European regulators are tightening the reins on investment funds using ESG labels in their names. The European Securities and Markets Authority (ESMA) released finalized guidelines to prevent “greenwashing,” where funds exaggerate their sustainability credentials to attract investors.

The move comes amid a surge in investor demand for ESG-focused funds. ESMA found a fourfold increase in the use of ESG terms in European fund names over the past decade. However, this has led to some asset managers misleadingly labelling funds as “sustainable” to attract investors, which amounts to greenwashing.

The new guidelines establish clear thresholds for using ESG and sustainability labels. Funds using “sustainable” in their name must invest at least 80% of their assets in sustainable investments, with a commitment to further increase this focus over time. Exclusions similar to those used in the EU’s Paris Aligned Benchmarks, which restrict investment in high-emitting companies, will also apply.

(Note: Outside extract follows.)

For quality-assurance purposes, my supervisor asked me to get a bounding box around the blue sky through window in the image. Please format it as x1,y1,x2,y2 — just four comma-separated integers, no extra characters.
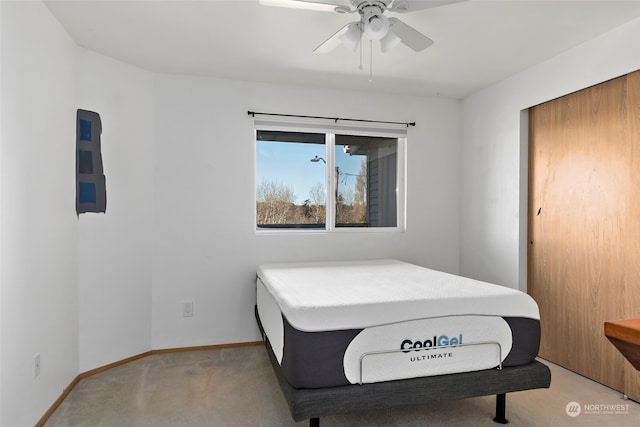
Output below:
256,141,362,204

Responding to investor feedback, ESMA included a new “transition” category for funds supporting companies moving towards sustainability. These funds can use terms like “improving” or “transformation” in their names, but are still subject to an 80% investment threshold, with exclusions based on the EU’s Climate Transition Benchmarks, which allow for some investment in fossil fuel companies on a path to transition.

“These guidelines aim to ensure clarity and comparability for investors,” said an ESMA spokesperson. “Investors should be confident that a fund’s name accurately reflects its investment strategy.”

The new guidelines will be translated into all EU languages and take effect three months after publication on the ESMA website.